Madame Dubois alzó la vista, con el ceño fruncido por la perplejidad.
—No lo confeccioné para ninguna de estas tres jóvenes. Supongo que es posible que todas lo pidieran prestado o que lo compraran usado, pero no alcanzo a entender que alguien hiciera algo así.
—¿Porque está pasado de moda? —preguntó Penny.
—No —respondió madame Dubois, que se quitó los anteojos para leer y abandonó el acento francés, transformándose de inmediato en la señora Judkins—. Habría sido muy fácil modificarlo para que esté a la última moda. Me refiero a que no me imagino que una joven quiera casarse con un vestido relacionado con una tragedia tan espantosa. Traería muy mala suerte.
Amity supo que su hermana también contenía el aliento, como lo hacía ella.
—¿Cuál es la historia de este vestido? —preguntó Amity—. Es muy importante que nos la cuente.
—Ah. —La señora Judkins inclinó la cabeza, como si hubiera caído en la cuenta de algo—. Veo que estaba pensando en comprar el vestido para su boda.
—Bueno... —dijo Amity.
—Se lo desaconsejo firmemente, señorita Doncaster. No va a conseguir nada bueno si se pone ese vestido. La novia para quien se confeccionó murió de forma trágica semanas después de su boda. Aún estaba de luna de miel, de hecho.
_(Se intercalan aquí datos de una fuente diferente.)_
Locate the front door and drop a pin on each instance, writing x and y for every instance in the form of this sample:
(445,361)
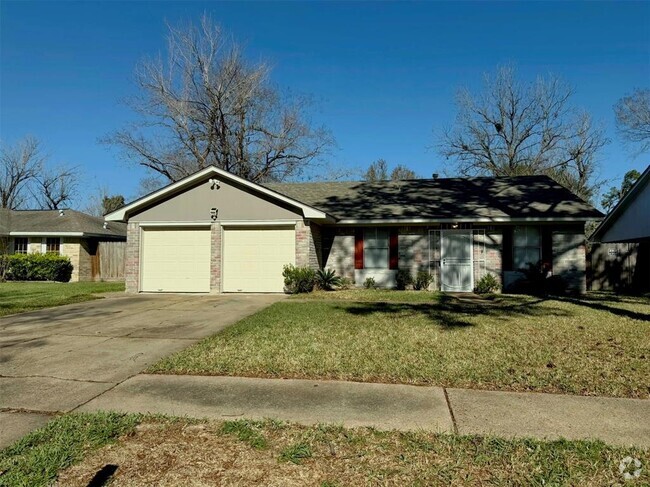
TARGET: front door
(456,261)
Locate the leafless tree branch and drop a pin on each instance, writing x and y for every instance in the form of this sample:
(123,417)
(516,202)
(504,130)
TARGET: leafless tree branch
(204,104)
(512,129)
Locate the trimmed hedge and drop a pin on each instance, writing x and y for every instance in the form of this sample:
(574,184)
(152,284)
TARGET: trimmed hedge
(38,267)
(298,279)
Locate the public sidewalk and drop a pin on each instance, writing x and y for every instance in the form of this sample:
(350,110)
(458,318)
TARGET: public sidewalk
(385,406)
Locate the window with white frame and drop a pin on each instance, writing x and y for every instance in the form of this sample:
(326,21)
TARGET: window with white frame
(527,246)
(376,243)
(51,245)
(21,244)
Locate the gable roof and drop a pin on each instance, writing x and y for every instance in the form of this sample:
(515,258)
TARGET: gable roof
(620,208)
(122,214)
(52,223)
(531,198)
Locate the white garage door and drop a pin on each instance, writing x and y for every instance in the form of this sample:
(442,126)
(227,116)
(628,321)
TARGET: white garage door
(176,260)
(253,258)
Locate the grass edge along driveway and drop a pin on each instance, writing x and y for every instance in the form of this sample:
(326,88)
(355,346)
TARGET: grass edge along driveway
(74,447)
(19,297)
(597,345)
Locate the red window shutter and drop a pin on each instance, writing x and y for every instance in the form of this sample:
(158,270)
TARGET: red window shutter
(547,248)
(358,248)
(393,249)
(506,249)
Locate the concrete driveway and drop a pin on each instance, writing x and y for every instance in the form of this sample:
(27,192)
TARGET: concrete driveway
(57,359)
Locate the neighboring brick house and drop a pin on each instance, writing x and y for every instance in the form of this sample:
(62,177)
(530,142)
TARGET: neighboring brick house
(623,254)
(65,232)
(214,231)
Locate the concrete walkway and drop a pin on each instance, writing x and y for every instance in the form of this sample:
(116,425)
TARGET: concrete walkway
(385,406)
(56,359)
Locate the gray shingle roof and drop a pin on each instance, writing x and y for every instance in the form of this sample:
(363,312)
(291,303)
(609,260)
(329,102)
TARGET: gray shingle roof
(442,198)
(49,221)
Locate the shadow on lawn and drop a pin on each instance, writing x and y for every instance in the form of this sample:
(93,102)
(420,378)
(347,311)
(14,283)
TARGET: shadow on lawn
(597,305)
(450,312)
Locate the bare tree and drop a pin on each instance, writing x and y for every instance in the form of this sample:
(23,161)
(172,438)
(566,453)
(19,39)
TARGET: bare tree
(614,195)
(378,171)
(206,105)
(402,172)
(55,188)
(19,165)
(633,118)
(512,129)
(103,202)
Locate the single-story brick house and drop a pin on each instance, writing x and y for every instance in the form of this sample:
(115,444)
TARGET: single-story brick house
(65,232)
(628,223)
(214,231)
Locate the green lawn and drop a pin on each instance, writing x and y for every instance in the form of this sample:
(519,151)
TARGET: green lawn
(139,450)
(599,345)
(18,297)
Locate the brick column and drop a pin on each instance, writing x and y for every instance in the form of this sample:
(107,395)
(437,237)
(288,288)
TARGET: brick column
(215,258)
(132,265)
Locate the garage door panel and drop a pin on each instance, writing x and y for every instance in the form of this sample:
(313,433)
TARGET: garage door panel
(176,260)
(253,259)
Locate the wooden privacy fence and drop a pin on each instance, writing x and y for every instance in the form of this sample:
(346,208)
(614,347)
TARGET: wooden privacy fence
(108,262)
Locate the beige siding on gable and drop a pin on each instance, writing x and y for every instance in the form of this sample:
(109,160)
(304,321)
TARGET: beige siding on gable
(634,222)
(232,203)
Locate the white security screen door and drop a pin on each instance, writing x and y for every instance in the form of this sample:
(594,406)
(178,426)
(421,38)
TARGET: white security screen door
(456,261)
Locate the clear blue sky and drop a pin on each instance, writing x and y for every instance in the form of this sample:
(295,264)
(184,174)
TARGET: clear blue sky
(384,73)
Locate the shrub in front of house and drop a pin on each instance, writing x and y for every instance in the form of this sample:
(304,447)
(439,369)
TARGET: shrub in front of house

—De eso hará unos dos años, ¿verdad? —terció Penny.
—Sí. —La señora Judkins chascó la lengua varias veces al tiempo que meneaba la cabeza—. Qué historia tan triste.
—¿Quién era la novia? —quiso saber Amity, que apenas podía creerse que estuvieran obteniendo respuestas a las preguntas que tanto ella como los demás se habían estado formulando.
—Adelaide Briar —contestó la modista—. Tengo los detalles en mis archivos, pero no necesito consultarlos. Lo recuerdo todo a la perfección, no solo porque la novia era encantadora y el vestido muy caro, sino también porque todo se hizo a la carrera. Mis costureras tuvieron que trabajar noche y día para tener el vestido a tiempo. Entre nosotras, estoy segura de que la novia estaba embarazada o, al menos, preocupada por la posibilidad de estarlo, no sé si me entienden.
—Había sido comprometida —suplió Penny.
—Sospecho que esa era la situación —admitió la señora Judkins—. Desde luego no fue la primera vez que me pidieron confeccionar un vestido con tantas prisas. Pero esa boda apresurada le costó la vida a la novia.
Amity tocó de forma instintiva el tessen que llevaba prendido a la cadena de la cintura.
—¿Qué le sucedió?
—No lo sé con exactitud. Los periódicos dijeron que se trató de un terrible accidente. La pareja viajó al continente para disfrutar de la luna de miel. Se alojaron en un viejo castillo transformado en un hotel muy exclusivo. En plena noche, se cayó por una ventana situada en uno de los pisos superiores. La caída le partió el cuello y al parecer el cristal le provocó unos cortes espantosos. Los relatos del suceso hablaban de que hubo mucha sangre. No, señorita Doncaster, es mejor que no se case con ese vestido.
Amity tragó saliva.
—La creo.
Penny observó con gran interés a la señora Judkins.
—¿Recuerda el nombre del novio?
—¿Cómo iba a olvidarlo? —replicó la modista.